Does bad sleep cause anxiety and depression?

It's a two-way street: poor sleep drags your mood down and makes anxiety and depression more likely, and anxiety and low mood wreck your sleep right back. The good news is you can break the loop from either end. Fix the sleep and the mood often lifts, treat the mood and the sleep often comes good.

What is sleep apnoea and could I have it?

Sleep apnoea is when your airway partly closes during sleep so you stop breathing for short stretches, over and over, all night. Tell-tale signs are loud snoring, gasping or choking sounds, and still feeling wrecked after a 'full night'. It's very common in men, very treatable, and often it's a partner who notices first. Worth a GP visit and possibly a sleep study.

Is it bad to drink to get to sleep?

Alcohol feels like it helps because it knocks you out fast, but it wrecks the deep, restoring part of sleep, so you wake more and feel worse. A few beers to 'help you sleep' often means waking at 3am with your heart going. You don't have to go dry, just pull the last drink earlier and notice the difference.

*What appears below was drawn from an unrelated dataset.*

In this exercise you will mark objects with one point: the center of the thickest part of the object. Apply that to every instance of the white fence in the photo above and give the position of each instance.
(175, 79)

How do I fix insomnia without sleeping pills?

The gold-standard treatment for ongoing insomnia is CBT-i (cognitive behavioural therapy for insomnia), which works better long-term than pills because it retrains your sleep instead of papering over it. You can get it through a psychologist or free online Australian programs like This Way Up and MindSpot. Your GP can help, and any medication is a GP conversation, not a servo-shelf one.